Determination of carbapenemase-encoding genes in K. pneumoniae and E. coli isolates.

Bacterial isolates were cultured overnight on blood plates overnight before testing. We performed PCR and bidirectional sequencing for all CRE isolates using primers and PCR conditions described elsewhere to detect five common carbapenemase families (blaKPC, blaOXA-48-like, blaNDM, blaVIM, and blaIMP) (1, 2). The results of sequencing were used as references to determine the sensitivity and specificity of the two commercial methods. We performed the Xpert CARBA-R assay (Cepheid, Sunnyvale, CA, USA) and an immunochromatographic assay using the NG-Test CARBA 5 (NG Biotech, Guipry, France) for all CRE isolates according to the manufacturer’s instructions. In case of discrepant results, we duplicated the experiments.

Serotyping of carbapenemase-producing K. pneumoniae and multilocus sequence typing for CPE.

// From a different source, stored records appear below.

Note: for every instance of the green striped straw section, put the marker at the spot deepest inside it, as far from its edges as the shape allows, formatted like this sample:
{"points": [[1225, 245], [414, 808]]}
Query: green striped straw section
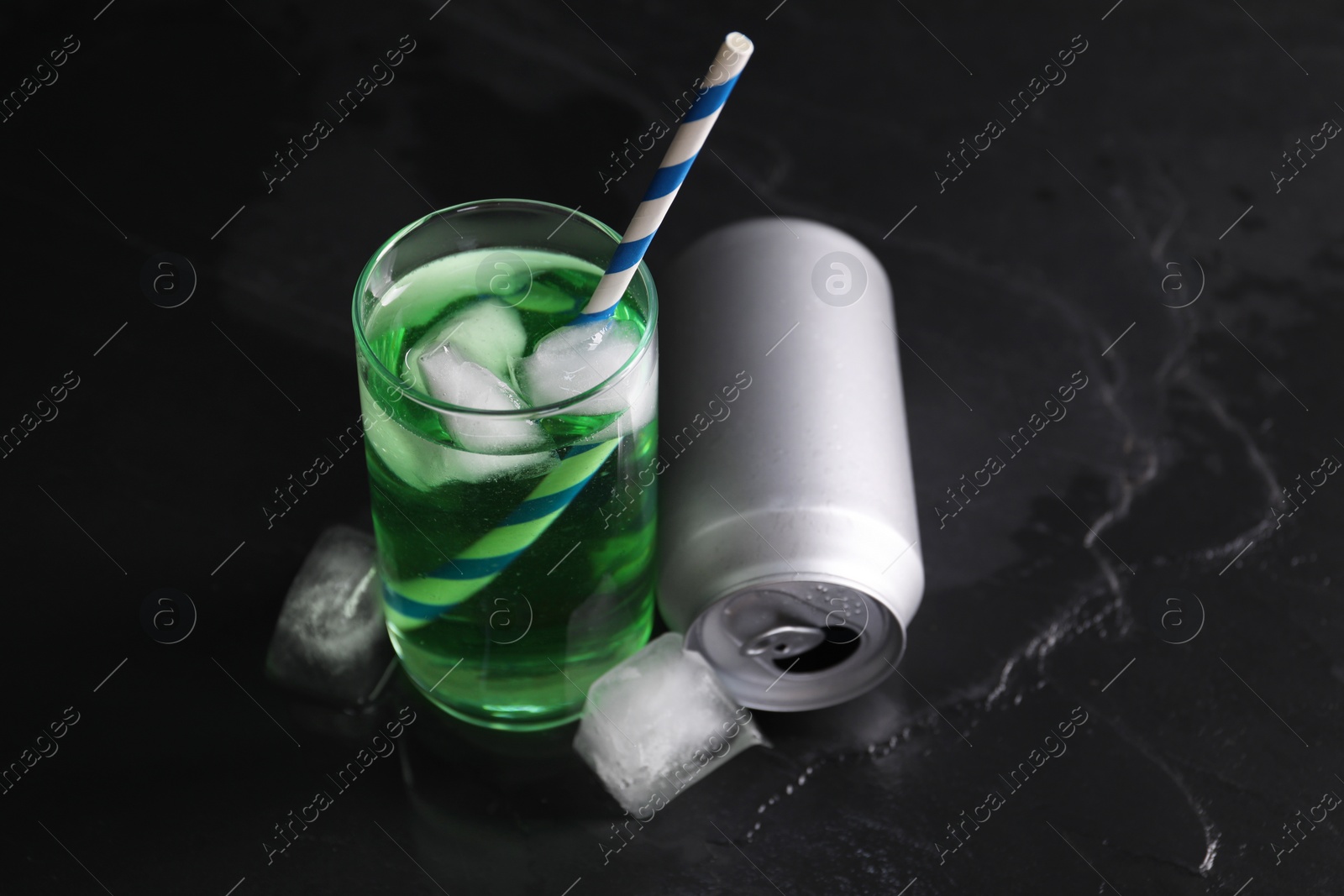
{"points": [[417, 602]]}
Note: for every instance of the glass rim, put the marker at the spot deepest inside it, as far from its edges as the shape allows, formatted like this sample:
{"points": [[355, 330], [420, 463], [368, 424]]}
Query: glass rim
{"points": [[523, 412]]}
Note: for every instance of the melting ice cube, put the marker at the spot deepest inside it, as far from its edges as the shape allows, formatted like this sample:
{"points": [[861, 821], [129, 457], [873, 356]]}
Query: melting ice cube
{"points": [[575, 359], [484, 332], [658, 723], [427, 465], [329, 641], [450, 378]]}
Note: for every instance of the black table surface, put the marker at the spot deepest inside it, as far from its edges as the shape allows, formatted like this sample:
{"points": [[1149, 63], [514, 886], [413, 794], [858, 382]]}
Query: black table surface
{"points": [[1137, 573]]}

We performed serotyping by wzc gene polymorphism analysis for all CRKP isolates and determined the MLST for all carbapenemase-producing CRKP and CREC isolates as previously described. In brief, the wzc gene was PCR-amplified and sequenced as described by Pan et al. (33). Regarding MLST, seven (gapA, inf, mdh, pgi, phoE, rpoB, and tonB) and eight (dinB, icdA, pabB, polB, putP, trpA, trpB, and uidA) housekeeping genes were sequenced for K. pneumoniae and E. coli, respectively. The allele naming and ST identification were assigned according to the database at www.pasteur.fr/mlst.

Data analysis and statistics.

The sensitivity and specificity of the Xpert assay and NG-Test were calculated. To compare the capsular serotype of CRKP with or without carbapenemases, we used the chi-square test. Statistical significance was set at P < 0.05. Data were analyzed using STATA software (version 14.0; StataCorp., College Station, TX, USA).